Google introduced NeRF-Supervised, a new framework for training deep stereo networks without requiring any manually labeled ground-truth data. The overall goal of the NeRF-Supervised Deep Stereo pipeline is to generate accurate 3D reconstructions of a scene from a set of 2D images taken with a single handheld camera.
Deep stereo networks are used to estimate the depth or disparity between objects within a scene, by taking in a pair of images as input. The resulting depth or disparity map can then be utilized to generate 3D reconstructions of the scene.
The primary drawback of traditional stereo vision techniques is that they require the use of multiple cameras to capture depth information, which limits their usefulness.
By utilizing the NeRF-Supervised framework, it is possible to easily train the deep stereo networks, without the need for any ground-truth data.

Method
The team collected sparse sets of images using smartphones equipped with standard cameras. After collecting multi-view images of a single scene from multiple perspectives, they utilized Neural Radiance Fields (NeRF) to fit each scene and generate stereo triplets along with depth information. Finally, the team employed the generated data to train a Deep Stereo network to produce accurate and reliable depth maps for a variety of real-world scenes and objects.
NeRF is a deep learning-based approach that can model the scene’s 3D geometry and appearance by learning a volumetric representation of radiance fields from 2D images.
Deep Stereo, on the other hand, is a technique that uses a convolutional neural network to estimate the disparity map between two views of a scene.
There are three primary steps in the pipeline:
- Synthetic data generation by collecting a set of 2D images taken from different viewpoints of a single static scene. The training data was generated by collecting 270 high-resolution scenes of indoor and outdoor environments using smartphones, focusing on specific objects and capturing 100 images from different viewpoints.
- Stereo triplets rendering using NeRF. Instant-NGP – the NeRF engine – was trained for 50K steps to render stereo triplets and depth maps for each scene, resulting in a total of 65K triplets.
- Training the stereo network by using the rendered stereo triplets and depth maps, as training data. The stereo network learned to predict accurate disparity maps from the rendered data, which can be used for various 3D reconstruction tasks.

Test results
The results show that the NeRF-supervised stereo networks outperform both self-supervised and supervised methods, achieving state-of-the-art performance on the Middlebury dataset, a benchmark for stereo vision research.
They also compared their results to methods that were trained on synthetic data with ground-truth and found that the NeRF-Supervised pipeline performed equally well, even though it did not use any ground-truth data.
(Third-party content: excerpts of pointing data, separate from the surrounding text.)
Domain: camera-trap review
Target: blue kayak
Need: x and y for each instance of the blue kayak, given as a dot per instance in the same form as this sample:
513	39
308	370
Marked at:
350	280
Conclusion, future research
NeRF-Supervised Deep Stereo is a new pipeline to generate stereo training data from a sequence of images captured by a single regular camera. The approach can be also used to generate labels for other tasks, such as optical flow or multi-view stereo.
The authors state that their approach has limitations when it comes to complex scenes, such as transparent surfaces and nighttime scenes. The samples used in the research are constrained to scenes that are static and of small-scale.
A larger-scale collection of stereo training datasets, coupled with other NeRF variants, may deal with these challenges in the future.
Learn more:
- Research paper: “NeRF-Supervised Deep Stereo” (on arXiv)
- NeRF-Supervised Deep Stereo on GitHub (code, examples)
Glossary
- Stereo data often referred to as “stereo pairs” or “stereo images”, refer to a type of image data that captures the same scene from two or more different viewpoints or angles. They are commonly used in computer vision and 3D reconstruction applications.
- Deep stereo networks are a type of artificial neural network used in computer vision to estimate the depth of a scene from two or more images. They are designed to mimic the way humans perceive depth through binocular vision, which involves comparing the differences between the images captured by the left and right eyes.